Digital might be in our DNA, but even we recognise that there is a lot to take in when you begin looking at analytics reports. The sheer amount of numbers and the somewhat questionable naming conventions between analytics reports can be overwhelming. In fact, trying to include the different metrics and platforms in one single piece of content is equally overwhelming! To help make the topic as digestible as possible, this series of three articles will look at examples across:
- Website Analytics
- Email metrics
- Social metrics
While there are many platforms to choose from, Google Analytics remains the sector leader thanks to the tremendous amount of data it can capture on your website including visitor behaviour, demographics and device information. What’s more, it seamlessly integrates with other Google marketing platforms such as Google Ads, Google Optimize and Google Search Console. To top it off, it is free, making it the ideal solution for many websites. There is a paid version, starting at a rather steep $150,000/year; Google Analytics 360 is designed for websites that demand a more robust version of the platform with advanced analytics and data-driven attribution.
Google Analytics 4
At the time of writing, Google announced the launch of Google Analytics 4, the latest iteration of Google’s web analytics platform. This newest version gives you predictive insights, deeper integration with Google Ads, cross-device measurement capabilities and more granular data controls.
With so many businesses using Google Analytics, this is exciting news as the new property provides a more comprehensive, cross-channel view of the customer lifecycle and uses this information with its predictive marketing features to provide marketers with more insights.
Google Analytics 4 will be the default option when you set up a new property. However, the previous iteration, Universal Analytics, will continue to remain available and Google recommend that site owners set up both property types and run them in parallel. It is also worth noting that new feature developments will be focused on Google Analytics 4 and we may well be in a position where Universal Analytics is made redundant by Google, enforcing a switch to GA4.
Alternatives to Google Analytics
Although it may be one of the most used website analytics platforms, several businesses choose not to use Google Analytics due to concerns of data ownership and use of those domains fortunate enough to hit the sampling thresholds. You can find more information on Google Analytics sampling thresholds here. There are a great deal of other platforms out there, some of our favourites include Adobe Analytics, Clicky, and Kissmetrics.

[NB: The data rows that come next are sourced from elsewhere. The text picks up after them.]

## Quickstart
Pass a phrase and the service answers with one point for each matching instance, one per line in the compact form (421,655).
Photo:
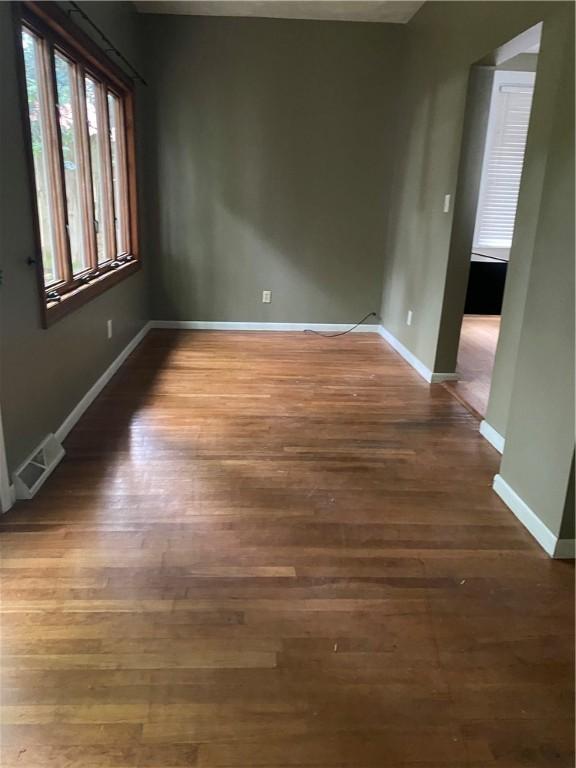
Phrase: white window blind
(503,158)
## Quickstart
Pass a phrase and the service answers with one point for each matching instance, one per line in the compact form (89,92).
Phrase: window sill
(54,310)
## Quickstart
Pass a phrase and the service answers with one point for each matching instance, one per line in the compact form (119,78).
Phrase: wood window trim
(51,23)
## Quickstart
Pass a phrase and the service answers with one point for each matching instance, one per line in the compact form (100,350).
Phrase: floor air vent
(31,474)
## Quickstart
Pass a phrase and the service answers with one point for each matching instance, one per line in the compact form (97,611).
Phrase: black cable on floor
(341,333)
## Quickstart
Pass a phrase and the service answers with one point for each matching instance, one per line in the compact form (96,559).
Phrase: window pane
(40,147)
(94,138)
(68,118)
(118,172)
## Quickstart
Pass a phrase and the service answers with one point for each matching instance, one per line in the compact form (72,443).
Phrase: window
(79,117)
(509,116)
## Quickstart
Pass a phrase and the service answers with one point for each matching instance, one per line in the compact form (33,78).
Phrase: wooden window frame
(58,33)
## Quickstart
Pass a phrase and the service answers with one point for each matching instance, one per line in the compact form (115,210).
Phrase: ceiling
(389,11)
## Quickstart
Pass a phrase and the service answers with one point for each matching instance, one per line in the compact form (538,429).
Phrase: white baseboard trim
(543,535)
(494,438)
(208,325)
(8,497)
(428,375)
(7,490)
(565,549)
(96,388)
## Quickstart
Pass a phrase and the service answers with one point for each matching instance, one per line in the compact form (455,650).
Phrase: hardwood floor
(278,550)
(476,353)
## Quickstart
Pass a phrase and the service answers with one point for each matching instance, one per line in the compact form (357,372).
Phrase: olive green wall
(444,40)
(539,450)
(44,373)
(274,144)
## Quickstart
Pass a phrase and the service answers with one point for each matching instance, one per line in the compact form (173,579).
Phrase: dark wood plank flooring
(278,550)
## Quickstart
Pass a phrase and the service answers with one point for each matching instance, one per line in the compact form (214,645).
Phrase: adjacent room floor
(476,353)
(280,550)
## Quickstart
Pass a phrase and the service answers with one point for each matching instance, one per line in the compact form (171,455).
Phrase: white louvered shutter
(503,159)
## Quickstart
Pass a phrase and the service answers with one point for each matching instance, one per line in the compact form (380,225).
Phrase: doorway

Using more than one platform
While there are plenty of commonalities between these platforms, there are some key differences that any business needs to consider before choosing which platform best suits their needs. Some websites choose to implement a combination of these platforms; usually, the free version of Google Analytics followed by one of these premium solutions. This is perfectly fine, however, you need to be aware of the differences in how they collect and process data to explain the probable differences in numbers.
Let’s have a quick look at a key difference between Google Analytics and Adobe Analytics.
Google Analytics Sessions vs Adobe Analytics Visits
The first notable difference is the decision to name “visits” to a website as “sessions” within Google Analytics. Visits, or sessions, are a group of page views made by the same user in a short amount of time. Visits on both platforms typically expire after 30 minutes of inactivity. Several scenarios can cause differences on each platform.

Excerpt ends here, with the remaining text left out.